Class-Based API Style

from eadpy import EAD

# Load an EAD file from a file path
ead = EAD.from_path("path/to/finding_aid.xml")

# Create an EAD instance from an XML string
ead = EAD.from_string(xml_string)

# Create an EAD instance from bytes
with open("path/to/finding_aid.xml", "rb") as f:
    xml_bytes = f.read()
ead = EAD.from_bytes(xml_bytes)

# Create an EAD instance from a file-like object
with open("path/to/finding_aid.xml", "r") as f:
    ead = EAD.from_file(f)

Export to JSON chunks

JSON chunks are useful for embedding or display in applications:

# Create chunks and save them to a file
chunks = ead.create_and_save_chunks("output.json")

# Or create chunks without saving
chunks = ead.create_item_chunks()

# Then save them separately if needed
ead.save_chunks_to_json(chunks, "output.json")

Export to CSV

CSV export is useful for tabular analysis:

# Create CSV data and save it to a file
csv_data = ead.create_and_save_csv("output.csv")

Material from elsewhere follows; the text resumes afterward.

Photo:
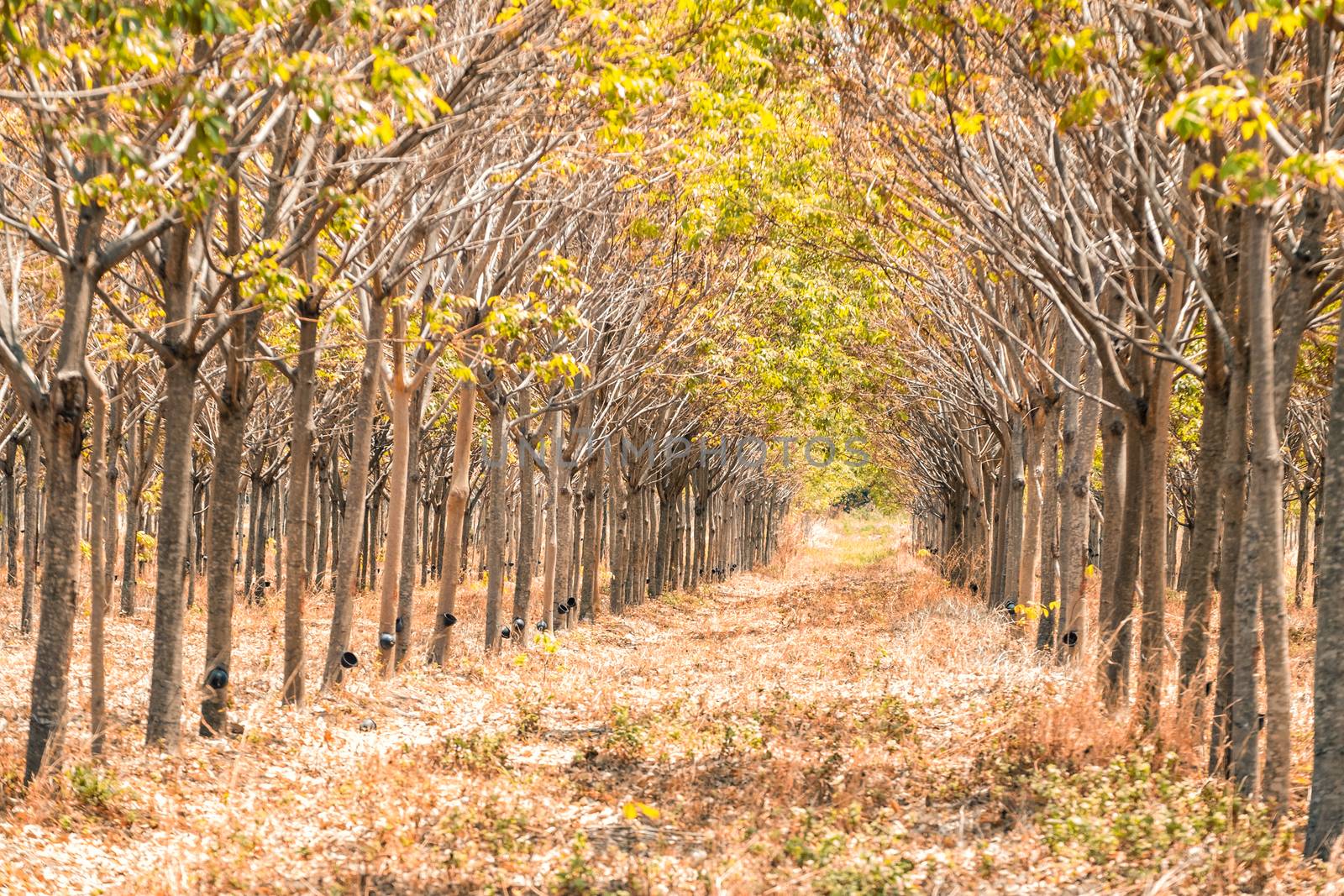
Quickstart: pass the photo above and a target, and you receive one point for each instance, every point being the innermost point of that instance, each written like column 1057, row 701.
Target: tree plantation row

# Or create CSV data without saving
csv_data = ead.create_csv_data()

# Then save it separately if needed
ead.save_csv_data(csv_data, "output.csv")

API Reference

Package Level Functions

  • from_path(file_path: str) -> EAD: Creates an EAD instance from a file path. Validates that the file exists, is not a directory, and is readable.

  • from_string(xml_string: str, encoding: str = 'utf-8') -> EAD: Creates an EAD instance from an XML string. Handles encoding the string to bytes for proper XML parsing.

  • from_bytes(xml_bytes: bytes) -> EAD: Creates an EAD instance from XML bytes. Useful when working with binary data from HTTP responses or other sources.

  • from_file(file_like_object) -> EAD: Creates an EAD instance from a file-like object with a read() method. Works with both text-based (StringIO) and binary (BytesIO) file objects.

Class Methods (Object Creation)

  • EAD.from_path(file_path: str) -> EAD: Creates an EAD instance from a file path. Validates that the file exists, is not a directory, and is readable.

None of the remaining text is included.